Home1860 Edition

BARREL

Volume 4 · 218 words · 1860 Edition

in Commerce, a round vessel bulging in the middle, composed of staves, and bound with hoops. It is chiefly used for holding liquids, particularly ale and beer. The barrel of beer in London formerly contained only 32 ale gallons, = 32½ imperial gallons; but by 43d Geo. III. cap. 69, it was enacted that the barrel of beer should contain 36 gallons, and by 6th Geo. IV. cap. 58, the standard imperial gallon is always to be understood in any excise law where the gallon is mentioned. The barrel therefore contains 36 imperial gallons. (McCulloch's Dict. of Commerce.)
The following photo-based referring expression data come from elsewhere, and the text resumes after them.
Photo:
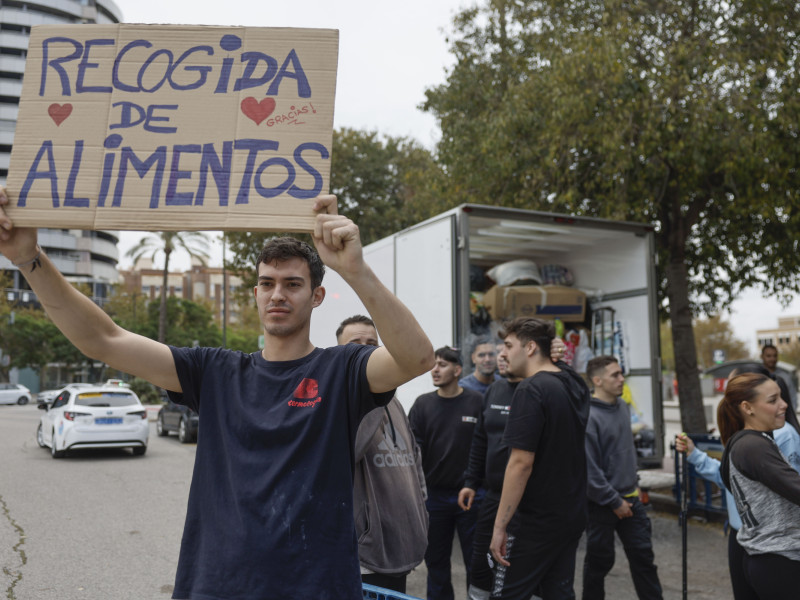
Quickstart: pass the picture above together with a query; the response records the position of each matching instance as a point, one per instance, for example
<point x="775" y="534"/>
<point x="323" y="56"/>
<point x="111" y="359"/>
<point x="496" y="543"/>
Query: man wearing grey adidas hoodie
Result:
<point x="388" y="484"/>
<point x="613" y="491"/>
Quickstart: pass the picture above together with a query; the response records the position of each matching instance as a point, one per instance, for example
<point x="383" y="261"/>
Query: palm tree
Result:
<point x="194" y="243"/>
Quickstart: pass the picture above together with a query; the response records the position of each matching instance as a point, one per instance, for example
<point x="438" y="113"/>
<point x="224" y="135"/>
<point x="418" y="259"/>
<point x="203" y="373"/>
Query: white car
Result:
<point x="93" y="417"/>
<point x="49" y="395"/>
<point x="14" y="393"/>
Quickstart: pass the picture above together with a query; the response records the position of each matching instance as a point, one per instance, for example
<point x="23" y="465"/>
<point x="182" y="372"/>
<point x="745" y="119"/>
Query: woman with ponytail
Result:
<point x="765" y="487"/>
<point x="788" y="440"/>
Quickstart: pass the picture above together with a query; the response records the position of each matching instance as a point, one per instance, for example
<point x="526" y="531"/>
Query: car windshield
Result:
<point x="105" y="399"/>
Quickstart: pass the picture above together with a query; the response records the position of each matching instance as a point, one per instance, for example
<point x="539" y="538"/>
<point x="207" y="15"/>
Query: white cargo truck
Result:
<point x="428" y="267"/>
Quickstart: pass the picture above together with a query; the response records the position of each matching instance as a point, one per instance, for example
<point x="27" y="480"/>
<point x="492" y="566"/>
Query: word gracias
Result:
<point x="160" y="67"/>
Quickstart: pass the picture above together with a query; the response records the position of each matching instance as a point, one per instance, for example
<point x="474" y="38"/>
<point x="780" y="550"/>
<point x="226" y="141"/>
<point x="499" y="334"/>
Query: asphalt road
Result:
<point x="106" y="525"/>
<point x="99" y="525"/>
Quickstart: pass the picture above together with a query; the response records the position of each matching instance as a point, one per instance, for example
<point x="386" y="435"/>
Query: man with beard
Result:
<point x="443" y="422"/>
<point x="484" y="357"/>
<point x="544" y="486"/>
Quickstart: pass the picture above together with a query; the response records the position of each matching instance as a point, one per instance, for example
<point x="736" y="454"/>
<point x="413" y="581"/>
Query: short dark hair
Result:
<point x="750" y="368"/>
<point x="279" y="249"/>
<point x="598" y="364"/>
<point x="449" y="354"/>
<point x="354" y="319"/>
<point x="480" y="342"/>
<point x="529" y="329"/>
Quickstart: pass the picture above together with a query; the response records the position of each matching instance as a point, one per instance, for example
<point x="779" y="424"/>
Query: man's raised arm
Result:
<point x="83" y="322"/>
<point x="407" y="351"/>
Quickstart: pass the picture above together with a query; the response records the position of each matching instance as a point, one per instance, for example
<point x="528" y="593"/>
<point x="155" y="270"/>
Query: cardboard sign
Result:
<point x="152" y="127"/>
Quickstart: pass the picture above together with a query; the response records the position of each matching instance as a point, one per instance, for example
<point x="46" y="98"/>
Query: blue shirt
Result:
<point x="270" y="512"/>
<point x="788" y="441"/>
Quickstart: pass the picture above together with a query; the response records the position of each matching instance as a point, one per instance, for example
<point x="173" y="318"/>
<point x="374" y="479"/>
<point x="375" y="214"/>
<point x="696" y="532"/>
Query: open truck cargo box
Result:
<point x="428" y="266"/>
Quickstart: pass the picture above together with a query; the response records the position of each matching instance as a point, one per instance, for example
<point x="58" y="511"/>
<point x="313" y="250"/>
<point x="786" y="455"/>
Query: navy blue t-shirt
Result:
<point x="270" y="512"/>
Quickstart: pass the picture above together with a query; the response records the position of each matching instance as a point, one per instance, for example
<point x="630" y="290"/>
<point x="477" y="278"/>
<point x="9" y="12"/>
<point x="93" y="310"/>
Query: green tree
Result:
<point x="715" y="333"/>
<point x="32" y="340"/>
<point x="383" y="183"/>
<point x="194" y="243"/>
<point x="191" y="322"/>
<point x="129" y="310"/>
<point x="681" y="113"/>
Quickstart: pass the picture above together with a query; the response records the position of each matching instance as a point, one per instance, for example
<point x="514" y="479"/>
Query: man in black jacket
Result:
<point x="488" y="456"/>
<point x="544" y="486"/>
<point x="443" y="422"/>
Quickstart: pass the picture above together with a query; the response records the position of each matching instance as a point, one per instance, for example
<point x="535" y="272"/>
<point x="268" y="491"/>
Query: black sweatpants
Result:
<point x="540" y="564"/>
<point x="772" y="576"/>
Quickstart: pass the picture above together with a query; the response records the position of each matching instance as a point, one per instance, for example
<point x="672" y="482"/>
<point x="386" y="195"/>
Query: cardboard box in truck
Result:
<point x="541" y="301"/>
<point x="438" y="266"/>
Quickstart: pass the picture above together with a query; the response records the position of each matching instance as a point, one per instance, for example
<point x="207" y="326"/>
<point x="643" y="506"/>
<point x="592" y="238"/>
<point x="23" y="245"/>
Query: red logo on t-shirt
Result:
<point x="307" y="390"/>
Barrel also denotes a certain weight of several kinds of merchandise, and differs according to the nature of the commodities. Thus a barrel of Essex butter weighs 106 pounds, and of Suffolk butter 256 pounds; a barrel of herrings ought to contain 32 gallons wine-measure, and about 1000 herrings; a barrel of salmon should contain 42 gallons, and a barrel of eels the same; a barrel of soap should weigh 256 lb. The measure of capacity called barrel-bulk = 5 cubic feet.

Mechanics, a term given by watch-makers to the cylinder about which the spring is coiled; and by gunsmiths to the cylindrical tube of a gun, pistol, or blunderbuss, which contains the charge.

Anatomy, the cavity of the tympanum.